Former Slaves Went on Strike in 1881 Weeks before A World’s Fair in Atlanta

Former Slaves Went on Strike in 1881 Weeks before A World’s Fair in Atlanta

Donna Patricia Ward - November 18, 2018

Imagine doing laundry without a washing machine or clothes dryer. Although some may remember their grandparents pulling out their washtubs, these modern luxuries spoiled us fast. In the 1880s, sending laundry out was the best option for many, particularly in the South where laundresses competed with each other by undercutting rates. This proved to be detrimental to household economies of the working poor. In Atlanta (as well as other southern cities) former slaves undertook the role of washing clothes. Merely 15 years removed from slavery, washerwomen were able to forge a community network that led to collective labor organizing.

As former slaves, dignity was an attribute that many freed people sought to achieve. Many left plantations and headed to Atlanta. For the emancipated, they had to prove that they were human beings and deserving of rights and liberties like whites. This was no easy task. For centuries, most people treated slaves as a mode of labor without legal rights. As Atlanta rose from the ashes of the Civil War, its promoters reinvented it as a New South city; forgiving of its former trespasses, yet determined to keep black citizens in a perpetual state of servitude. The black population demanded a place at the table, and in 1881 over 3,000 laundresses refused to wash another garment until the municipal government accepted a standard rate of pay. This is the story of the 1881 Atlanta Washerwomen’s Strike.

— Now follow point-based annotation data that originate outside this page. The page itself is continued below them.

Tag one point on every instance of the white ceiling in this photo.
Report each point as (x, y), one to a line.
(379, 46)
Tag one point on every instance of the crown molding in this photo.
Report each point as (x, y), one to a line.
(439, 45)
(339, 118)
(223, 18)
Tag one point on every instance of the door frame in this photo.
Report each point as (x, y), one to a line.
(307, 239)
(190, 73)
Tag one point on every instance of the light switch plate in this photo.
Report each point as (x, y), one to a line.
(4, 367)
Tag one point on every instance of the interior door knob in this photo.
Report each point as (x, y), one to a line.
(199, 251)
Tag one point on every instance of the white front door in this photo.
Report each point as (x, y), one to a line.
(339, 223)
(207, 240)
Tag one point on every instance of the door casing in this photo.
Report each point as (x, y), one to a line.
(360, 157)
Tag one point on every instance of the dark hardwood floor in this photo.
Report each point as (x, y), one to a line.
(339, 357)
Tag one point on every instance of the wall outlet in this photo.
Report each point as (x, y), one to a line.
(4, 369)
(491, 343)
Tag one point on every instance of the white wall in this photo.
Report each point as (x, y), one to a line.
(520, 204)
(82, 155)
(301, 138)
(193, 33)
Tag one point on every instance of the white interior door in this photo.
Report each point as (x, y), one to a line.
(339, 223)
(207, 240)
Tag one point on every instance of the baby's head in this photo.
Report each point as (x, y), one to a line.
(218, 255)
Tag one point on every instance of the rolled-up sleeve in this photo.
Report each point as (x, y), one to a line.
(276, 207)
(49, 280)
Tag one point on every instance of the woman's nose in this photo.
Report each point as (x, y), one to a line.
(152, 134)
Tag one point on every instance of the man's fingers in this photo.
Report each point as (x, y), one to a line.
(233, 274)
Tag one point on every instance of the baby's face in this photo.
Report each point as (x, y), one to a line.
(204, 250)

Former Slaves Went on Strike in 1881 Weeks before A World’s Fair in Atlanta
Black neighborhood in Atlanta in 1890. Library of Congress.

Atlanta

Southern cities became known as harsh and unforgiving for many freed slaves. In the months after the end of the Civil War, thousands of African Americans walked to Atlanta in search of dignity, long-separated family members, and a better life than that of enslavement. Most possessed no birth certificates, marriage certificates, or sales receipts for slaves. Many found it nearly impossible to find family members that had been “sold down the river.” Missionary groups and the Freedman’s Bureau attempted to find long-lost family, but a more pressing concern was to find the destitute “shelter, food, clothing, and work.”

Atlanta’s topography consisted of gracefully rolling hills. The city was nestled in the foothills of the Appalachian Mountains, with numerous creeks, streams, and drainage ditches carrying rain, floodwaters, and sewage to the ocean. As the city rose from the ashes after the Civil War, its profit-egger boosters failed to lay water and sewage infrastructure to match their New South ideals. 1880s Atlanta stunk! The city had no water system beyond the central business district. Demands placed on the land for constructing new industries combined with rapid growth made the small creeks and ditches streams of raw sewage.

Private wells and springs became contaminated by flooded outdoor privies (toilets). Animals decayed where they fell dead, wealthy white neighborhoods simply dumped household garbage into shantytowns outside of the city’s limits. The stench grew even worse combined with the hog pens, slaughtering facilities, and animal excrement that made the city a contradiction in its modernization efforts.

Former Slaves Went on Strike in 1881 Weeks before A World’s Fair in Atlanta
Shermantown illustration from Harper’s Magazine May 1880. Wikipedia.

The cleanest district in the city was the one inside the central business district. Here, wealthy whites lived in large homes set back from the dirty streets. These old southern families once owned their household staff. After the 13th Amendment ended slavery, these former slave masters were forced to pay wages to their cooks, maids, child nurses, and laundresses. These domestic workers often lived in low-lying neighborhoods that had poor drainage, were prone to seasonal flooding, and often a few miles from the homes of their employers. Atlanta’s poor and working class neighborhoods were filled with row houses, tenements, and shanties.

From the wealthiest Atlantans to the poor, most residents hired washerwomen to clean clothes and household linens. This was no easy task in an era before electricity, running water, and washing machines. Throughout the nation, those at the lower echelons of society became the men and women carrying out the most laborious and undesirable jobs. Former male slaves often became sanitation workers, scrapping sewage and dead animals from city streets. Freed female slaves became domestic workers.